Our village short-mat bowls team turned out for a match against a City side last night and on a beautiful mellow evening, Hubby and I arrived early in the car-park just as a striking young woman popped through the hedge of the vicarage next door and walked gingerly across the gravel in odd stripy socks and no shoes, carrying before her a tray of drinks. With her smiley, carefree approach, she was about to quench the thirst of a group of people busily tidying the grounds of St. Catherine's Church, Mile Cross. As they stopped to take their break, and with a little time in hand before the match, I seized the opportunity to ask to see inside the opened church from which their electric lawn-mower flex was trailing.
We have played at the venue several times before in the impressively large church hall, a separate building standing beside the monumental church that I had never before seen inside. Wow! what a treat was in store for me!
Anyone who has driven through the northern suburbs of Norwich towards the airport, must be familiar with the massive greyish-brick building that sits on a triangular junction between two main roads. It comes as something of a shock to the senses after the traditional medieval flint churches of the inner city. Years ago I confess to thinking it their ugly cousin but now I appreciate the statement and grandeur of its strong, modern lines. It was built, after all to minister to the needs of Britain's first large council estate of Mile Cross which housed some 8,000 people and had outgrown the red-brick Victorian church which stood nearby. The stone-covered concrete building was designed by Architects Caroe and Robinson.

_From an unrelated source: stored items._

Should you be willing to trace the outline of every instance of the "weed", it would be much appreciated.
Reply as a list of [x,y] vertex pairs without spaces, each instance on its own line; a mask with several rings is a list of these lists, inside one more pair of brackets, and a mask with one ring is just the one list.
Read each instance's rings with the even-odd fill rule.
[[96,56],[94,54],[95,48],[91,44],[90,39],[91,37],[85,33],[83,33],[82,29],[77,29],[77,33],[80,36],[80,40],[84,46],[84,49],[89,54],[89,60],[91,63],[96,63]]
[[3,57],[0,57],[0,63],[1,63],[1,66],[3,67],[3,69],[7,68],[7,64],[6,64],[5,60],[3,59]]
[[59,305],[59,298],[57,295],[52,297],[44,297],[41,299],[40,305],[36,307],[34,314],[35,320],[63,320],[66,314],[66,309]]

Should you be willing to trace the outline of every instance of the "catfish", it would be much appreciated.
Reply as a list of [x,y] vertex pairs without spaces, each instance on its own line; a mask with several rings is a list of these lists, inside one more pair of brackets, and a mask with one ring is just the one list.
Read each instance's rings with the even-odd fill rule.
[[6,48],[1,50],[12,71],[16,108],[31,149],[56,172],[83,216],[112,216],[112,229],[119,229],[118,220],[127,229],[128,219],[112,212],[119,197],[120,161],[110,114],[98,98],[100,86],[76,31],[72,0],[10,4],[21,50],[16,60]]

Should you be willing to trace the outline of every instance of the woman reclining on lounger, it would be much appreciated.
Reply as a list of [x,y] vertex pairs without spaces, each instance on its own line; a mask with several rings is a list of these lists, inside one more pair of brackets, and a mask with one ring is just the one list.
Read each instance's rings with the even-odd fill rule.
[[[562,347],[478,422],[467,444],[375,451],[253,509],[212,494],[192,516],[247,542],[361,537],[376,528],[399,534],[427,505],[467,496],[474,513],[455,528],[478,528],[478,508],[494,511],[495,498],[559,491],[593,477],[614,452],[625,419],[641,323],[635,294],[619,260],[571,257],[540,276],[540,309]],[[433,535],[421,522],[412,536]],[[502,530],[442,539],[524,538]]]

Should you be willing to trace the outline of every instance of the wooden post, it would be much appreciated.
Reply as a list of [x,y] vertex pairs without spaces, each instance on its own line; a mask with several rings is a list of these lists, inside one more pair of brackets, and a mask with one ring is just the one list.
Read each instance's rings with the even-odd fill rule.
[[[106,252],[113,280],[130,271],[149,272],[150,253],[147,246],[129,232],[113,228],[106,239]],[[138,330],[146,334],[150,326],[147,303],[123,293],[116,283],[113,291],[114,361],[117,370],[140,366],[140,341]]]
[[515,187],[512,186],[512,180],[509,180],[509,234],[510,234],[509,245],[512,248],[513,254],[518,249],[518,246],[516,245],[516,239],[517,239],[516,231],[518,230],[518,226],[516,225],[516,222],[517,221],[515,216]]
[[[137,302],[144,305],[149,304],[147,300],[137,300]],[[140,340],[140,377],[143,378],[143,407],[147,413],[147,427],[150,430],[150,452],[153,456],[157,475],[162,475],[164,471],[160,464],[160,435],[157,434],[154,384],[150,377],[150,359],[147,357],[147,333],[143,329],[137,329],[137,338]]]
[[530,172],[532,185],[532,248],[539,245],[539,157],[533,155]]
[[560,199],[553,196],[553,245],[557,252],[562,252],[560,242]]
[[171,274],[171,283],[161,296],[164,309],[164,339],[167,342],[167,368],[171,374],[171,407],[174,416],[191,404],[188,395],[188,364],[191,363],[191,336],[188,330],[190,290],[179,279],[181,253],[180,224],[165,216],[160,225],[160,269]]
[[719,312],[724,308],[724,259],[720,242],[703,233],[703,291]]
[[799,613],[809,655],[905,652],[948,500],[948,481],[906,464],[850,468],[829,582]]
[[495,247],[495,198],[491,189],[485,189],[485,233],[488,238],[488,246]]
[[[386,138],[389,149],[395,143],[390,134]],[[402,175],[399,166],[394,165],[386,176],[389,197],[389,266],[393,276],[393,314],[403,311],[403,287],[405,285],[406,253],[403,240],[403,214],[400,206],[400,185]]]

The foundation stone was laid by Queen Mary in February 1935 and amazingly the church was consecrated the following year in November, 1936. Enormous effort had gone into raising money for the construction and in response to a request from the Bishop of Norwich, Miss Violet Edith Wills of the fabulously wealthy tobacco family, generously donated funds to cover the whole of the building project of church, church hall and vicarage. What I didn't get to see were the bells which are, in fact, some of the oldest in Norwich, formerly hung at the church of St. Mary the Virgin, Coslany, the earliest of the four cast in 1424.
So thank you Miss Wills and everybody else for my necessarily brief eye-opener yesterday onto a stunning interior bathed in soft evening light. White walls reared up into soaring Romanesque arches, their undersides painted peacock-blue while either side, impressive art nouveau-style lanterns drew the eye towards the simple oak communion table and stone reredos beyond. Personally, I found the traditional design of the stonework and its frame carved from Beer-stone and polyphant stone from Cornwall, rather out of keeping with the clean, sharp, majestic lines of the inside. I'd have preferred a massive, striking painting instead!
The rear end of the church was more intimate with a series of stained glass windows set into a gentle curve around the font and with gallery above that sported not one but two Royal Coats of Arms.
Sadly my elation at getting a sneaky view of the inside of St. Catherine's did not translate into a bowls victory for my team. We lost by a measly two points but it was a lovely friendly game on a balmy evening in Norwich.